Hulda alla fermer la porte de l’auberge, qui s’ouvrait sur le chemin du Vestfjorddal. Elle ne prit même pas le soin de donner un tour de clé à la serrure. En cet hospitalier pays de Norvège, ces précautions ne sont pas nécessaires. Il convient, aussi, que tout voyageur puisse entrer, de jour, comme de nuit, dans la maison des gaards et des soeters, sans qu’il soit besoin de lui ouvrir.

Aucune visite de rôdeurs ou de malfaiteurs n’est à craindre, ni dans les bailliages ni dans les hameaux les plus reculés de la province. Aucune tentative criminelle contre les biens ou les personnes n’a jamais troublé la sécurité de ses habitants.

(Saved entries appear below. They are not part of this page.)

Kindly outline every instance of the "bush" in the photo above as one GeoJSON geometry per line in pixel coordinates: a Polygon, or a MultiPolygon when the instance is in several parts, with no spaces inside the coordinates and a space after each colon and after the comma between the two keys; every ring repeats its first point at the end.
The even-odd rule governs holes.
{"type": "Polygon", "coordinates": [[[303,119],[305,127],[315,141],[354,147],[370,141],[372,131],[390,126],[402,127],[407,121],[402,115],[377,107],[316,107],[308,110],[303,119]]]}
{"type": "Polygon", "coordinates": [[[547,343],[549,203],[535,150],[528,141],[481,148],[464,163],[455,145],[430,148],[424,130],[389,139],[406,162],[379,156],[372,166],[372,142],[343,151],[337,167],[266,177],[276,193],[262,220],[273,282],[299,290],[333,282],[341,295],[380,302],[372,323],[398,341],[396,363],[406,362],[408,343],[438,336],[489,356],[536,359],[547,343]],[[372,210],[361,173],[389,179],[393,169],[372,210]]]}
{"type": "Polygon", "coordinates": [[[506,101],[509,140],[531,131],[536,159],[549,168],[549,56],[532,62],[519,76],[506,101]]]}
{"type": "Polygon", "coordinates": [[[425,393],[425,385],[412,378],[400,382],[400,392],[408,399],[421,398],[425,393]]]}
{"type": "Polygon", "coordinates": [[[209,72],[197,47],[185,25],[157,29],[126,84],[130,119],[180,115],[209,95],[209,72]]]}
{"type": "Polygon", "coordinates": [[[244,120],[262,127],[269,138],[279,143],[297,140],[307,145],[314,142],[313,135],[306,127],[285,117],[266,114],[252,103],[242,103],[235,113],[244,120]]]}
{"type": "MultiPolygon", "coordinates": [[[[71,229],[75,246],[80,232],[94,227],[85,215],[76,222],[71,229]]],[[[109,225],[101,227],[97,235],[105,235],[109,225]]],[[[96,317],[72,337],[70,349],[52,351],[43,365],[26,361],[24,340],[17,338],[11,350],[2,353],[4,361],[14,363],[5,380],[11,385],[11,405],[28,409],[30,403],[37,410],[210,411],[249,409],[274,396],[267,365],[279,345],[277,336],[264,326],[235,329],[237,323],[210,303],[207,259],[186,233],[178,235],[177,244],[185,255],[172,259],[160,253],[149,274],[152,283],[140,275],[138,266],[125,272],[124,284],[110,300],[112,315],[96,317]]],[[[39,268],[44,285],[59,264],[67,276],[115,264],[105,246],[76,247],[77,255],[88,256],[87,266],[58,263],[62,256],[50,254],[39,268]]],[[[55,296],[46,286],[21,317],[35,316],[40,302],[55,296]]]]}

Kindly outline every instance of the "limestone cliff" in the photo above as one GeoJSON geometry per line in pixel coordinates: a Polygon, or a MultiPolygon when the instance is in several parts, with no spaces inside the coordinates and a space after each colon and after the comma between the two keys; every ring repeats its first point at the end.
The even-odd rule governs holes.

La mère et la fille occupaient deux chambres du premier étage sur le devant de l’auberge — deux chambres fraîches et propres, d’ameublement modeste, il est vrai, mais dont la tenue indiquait les soins d’une bonne ménagère. Au-dessus, sous la couverture, débordant comme un toit de chalet, se trouvait la chambre de Joël, éclairée par une fenêtre, encadrée d’un découpage en sapin amenuisé avec goût. De là, le regard, après avoir parcouru un grandiose horizon de montagnes, pouvait descendre jusqu’au fond de l’étroite vallée, où mugissait le Maan, moitié torrent, moitié rivière. Un escalier de bois, à consoles trapues, à marches miroitantes, montait de la grande salle du rez-de-chaussée aux étages supérieurs. Rien de plus attrayant que l’aspect de cette maison, où le voyageur trouvait un confort bien rare dans les auberges de Norvège.

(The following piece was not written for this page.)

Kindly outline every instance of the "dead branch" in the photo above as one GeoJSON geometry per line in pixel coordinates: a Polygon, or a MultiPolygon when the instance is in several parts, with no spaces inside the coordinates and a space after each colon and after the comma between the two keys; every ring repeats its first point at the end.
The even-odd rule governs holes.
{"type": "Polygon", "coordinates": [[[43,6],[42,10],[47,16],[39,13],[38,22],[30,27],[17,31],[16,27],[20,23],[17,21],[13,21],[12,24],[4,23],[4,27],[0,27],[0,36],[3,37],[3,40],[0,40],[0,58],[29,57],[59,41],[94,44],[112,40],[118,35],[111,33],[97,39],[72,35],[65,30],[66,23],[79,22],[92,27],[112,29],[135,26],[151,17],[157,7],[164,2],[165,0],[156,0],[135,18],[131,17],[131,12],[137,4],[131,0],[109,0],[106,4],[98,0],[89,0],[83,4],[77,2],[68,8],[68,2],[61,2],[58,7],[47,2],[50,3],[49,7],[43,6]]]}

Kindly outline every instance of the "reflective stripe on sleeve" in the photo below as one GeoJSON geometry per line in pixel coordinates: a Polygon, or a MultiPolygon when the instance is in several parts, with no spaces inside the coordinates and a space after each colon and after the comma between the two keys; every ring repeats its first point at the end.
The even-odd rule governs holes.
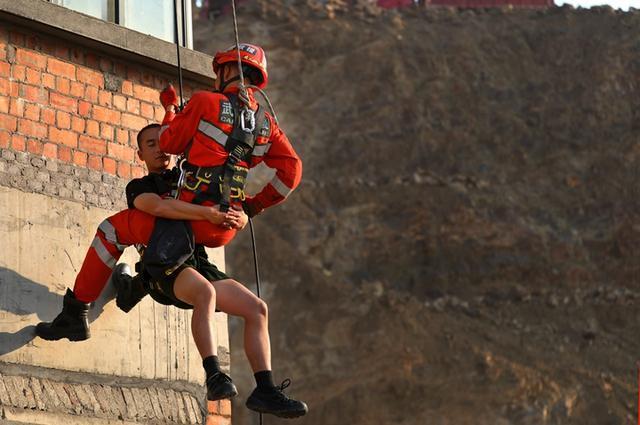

Hulda et sa mère habitaient donc le premier étage. C’est là que de bonne heure elles se retiraient toutes deux, quand elles étaient seules. Déjà dame Hansen, s’éclairant d’un chandelier de verre multicolore, avait gravi les premières marches de l’escalier, lorsqu’elle s’arrêta.

On frappait à la porte. Une voix se faisait entendre :

—    Eh ! dame Hansen ! dame Hansen ! Dame Hansen redescendit.

—    Qui peut venir si tard ? dit-elle.

—    Est-ce qu’il serait arrivé quelque accident à Joël ? répondit vivement Hulda. Aussitôt, elle revint vers la porte.